This is the time of year where Norwegian women and men take out and prepare their national costumes for the national day on May 17. Over the last thirty years, the Bunad has regained its popularity, and according to Norges Husflidslag (Norwegian Folk Art and Craft Association), there are over two million Bunads in Norway.
Earlier ThorNews has written about Norwegian national costumes and the Bunad tradition. You can read more about it here.
In our Bunad series, we have now come to the Trondheim costume – Trondhjemsdrakten.
Trondheim is Norway’s third largest city and one of the oldest urban settlements in the country. The story goes back to the Viking Age when the city was capital. The Nidaros Cathedral is one of the best preserved medieval churches in Scandinavia, and several medieval kings are buried here.
Trondhjemsdrakten is modern, easy to wear, warm and has a feminine cut- in addition to great historical affiliation.

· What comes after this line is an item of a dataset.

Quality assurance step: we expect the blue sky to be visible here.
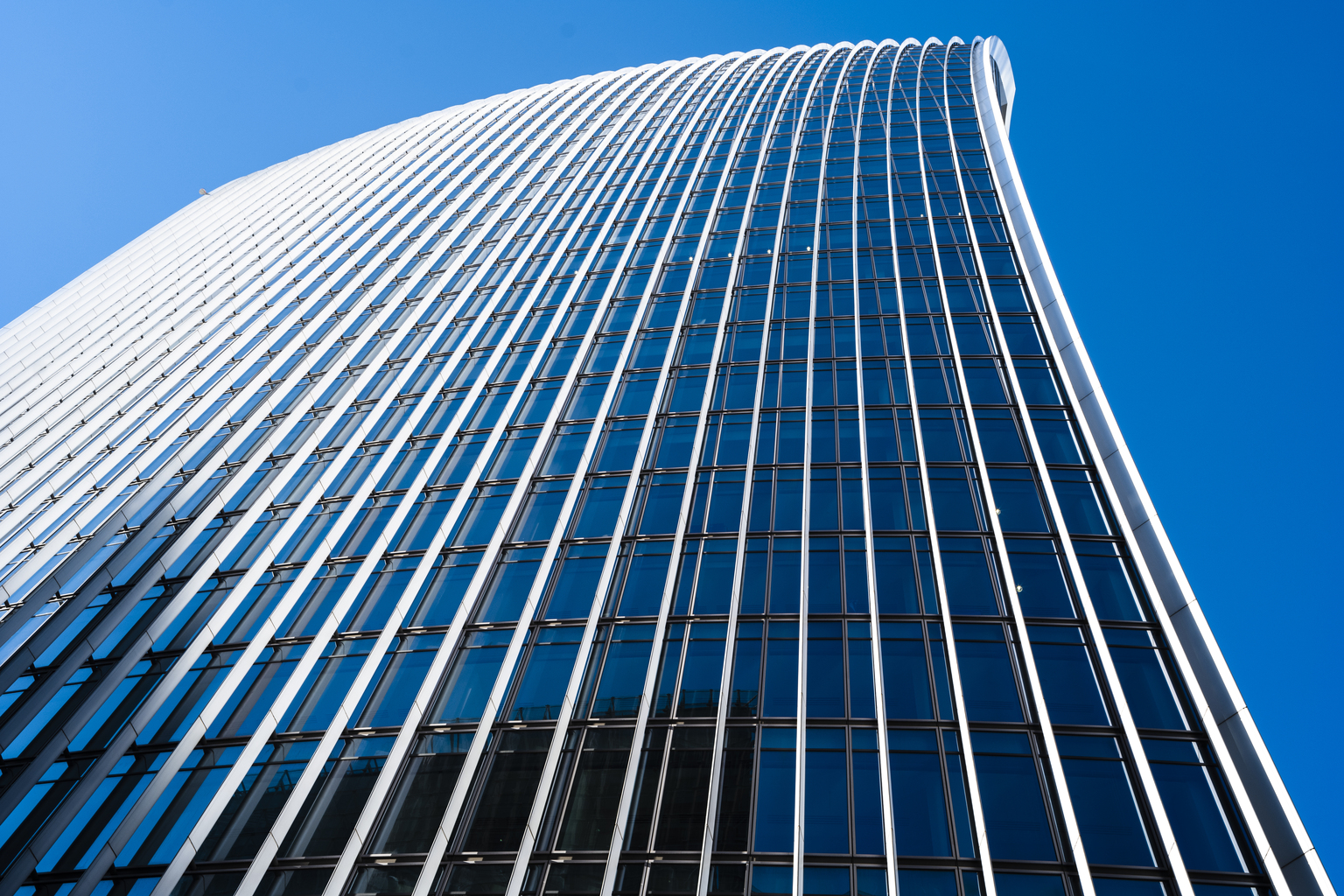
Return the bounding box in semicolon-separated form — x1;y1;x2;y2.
0;0;1344;868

It was designed by Ellinor Flor and was first presented in 1994. The design is based on pleated medieval textiles discovered in Trondheim. The fabric is dated back to the 11th to the 13th century. The special pleated fabric amazed the scientists – they had no idea that such advanced textile was prevalent in this part of Norway. Such findings are therefore very rare in Norway and Scandinavia.
The upper part of Trondhjemsdrakten is inspired by the Norwegian flora – depicting rose-like motifs. The rose has been important to the Trondheim area for centuries in jewelry, buttons, embroidery and knitwear.
See also: Selbuvotten
Archaeological findings from the Middle Ages confirm the importance of the rose, and Trondhjemsdrakten therefore carries a rose-like pattern on the upper part and on the silver. The five-leaf rose is repeated in the fabric. The earliest findings of this rose is on a brooch owned by Queen Eufemia (1270-1312).

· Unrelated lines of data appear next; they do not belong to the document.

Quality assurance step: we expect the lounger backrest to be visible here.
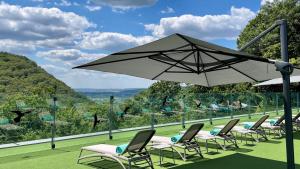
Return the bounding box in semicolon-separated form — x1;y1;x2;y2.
250;115;269;130
218;119;240;135
274;115;284;126
124;130;155;153
292;112;300;122
178;123;204;143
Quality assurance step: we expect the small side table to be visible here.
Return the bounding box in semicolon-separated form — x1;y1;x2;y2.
151;144;175;165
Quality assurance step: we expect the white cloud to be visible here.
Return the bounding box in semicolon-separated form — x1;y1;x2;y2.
260;0;274;5
160;6;175;14
0;2;95;47
37;49;105;67
54;0;72;6
85;5;101;12
88;0;157;10
145;7;256;40
79;31;155;52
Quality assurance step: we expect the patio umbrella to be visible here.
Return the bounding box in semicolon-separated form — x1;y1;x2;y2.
75;32;300;169
253;76;300;86
75;34;300;87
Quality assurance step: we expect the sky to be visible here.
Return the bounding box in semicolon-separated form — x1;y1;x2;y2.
0;0;272;89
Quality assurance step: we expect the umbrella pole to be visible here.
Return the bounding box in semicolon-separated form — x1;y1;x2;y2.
280;20;295;169
108;96;114;140
239;19;295;169
51;96;57;150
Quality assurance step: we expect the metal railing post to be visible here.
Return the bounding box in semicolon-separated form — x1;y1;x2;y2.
247;94;251;119
276;93;279;115
107;96;114;140
51;96;57;149
297;92;299;113
151;111;155;130
277;20;295;169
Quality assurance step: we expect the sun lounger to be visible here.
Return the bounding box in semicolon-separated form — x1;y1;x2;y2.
292;112;300;130
151;123;204;161
77;130;155;169
261;115;285;137
196;119;240;151
233;115;269;144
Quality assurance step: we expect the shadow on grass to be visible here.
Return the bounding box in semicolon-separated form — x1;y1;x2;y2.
174;153;300;169
80;159;142;169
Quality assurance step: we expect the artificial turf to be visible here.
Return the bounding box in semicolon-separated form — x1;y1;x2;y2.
0;112;300;169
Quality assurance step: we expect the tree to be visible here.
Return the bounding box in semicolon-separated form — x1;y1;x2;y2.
237;0;300;64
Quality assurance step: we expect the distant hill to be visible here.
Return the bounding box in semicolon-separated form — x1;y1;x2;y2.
0;52;87;101
75;88;146;99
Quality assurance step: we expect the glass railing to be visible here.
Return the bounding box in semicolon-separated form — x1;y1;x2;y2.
0;92;299;144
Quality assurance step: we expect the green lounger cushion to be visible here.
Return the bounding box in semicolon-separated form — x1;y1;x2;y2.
270;119;277;126
171;134;182;143
244;122;255;129
116;112;125;117
0;118;9;125
209;128;221;136
41;114;54;121
116;144;128;154
165;107;172;112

The three-leaf rose holds the same historical significance and symbolizes the Christian Trinity – Father, Son and Holy Spirit.
During the design work, it was decided that the costume should have roots in the fabrics found in Trondheim, but also have an independent design. Ellinor Flor is known for her distinctive designs where she combines old rose patterns and traditional knitting patterns with modern garments.
The costume suits women of all ages, and the cut makes it seem slimming.
The skirt is made of smooth, black Norwegian wool. Flor composed a superior knitted fabric for the upper part with rose patterns in red and black. The shape of the upper part has a free composition. The shirt is in pure linen, and it is common to wear simple black shoes.
The silver is inspired by the Tudor rose.
In 1997, during the 1000th anniversary of the city of Trondheim, the costume was a popular garment for many who wanted to celebrate.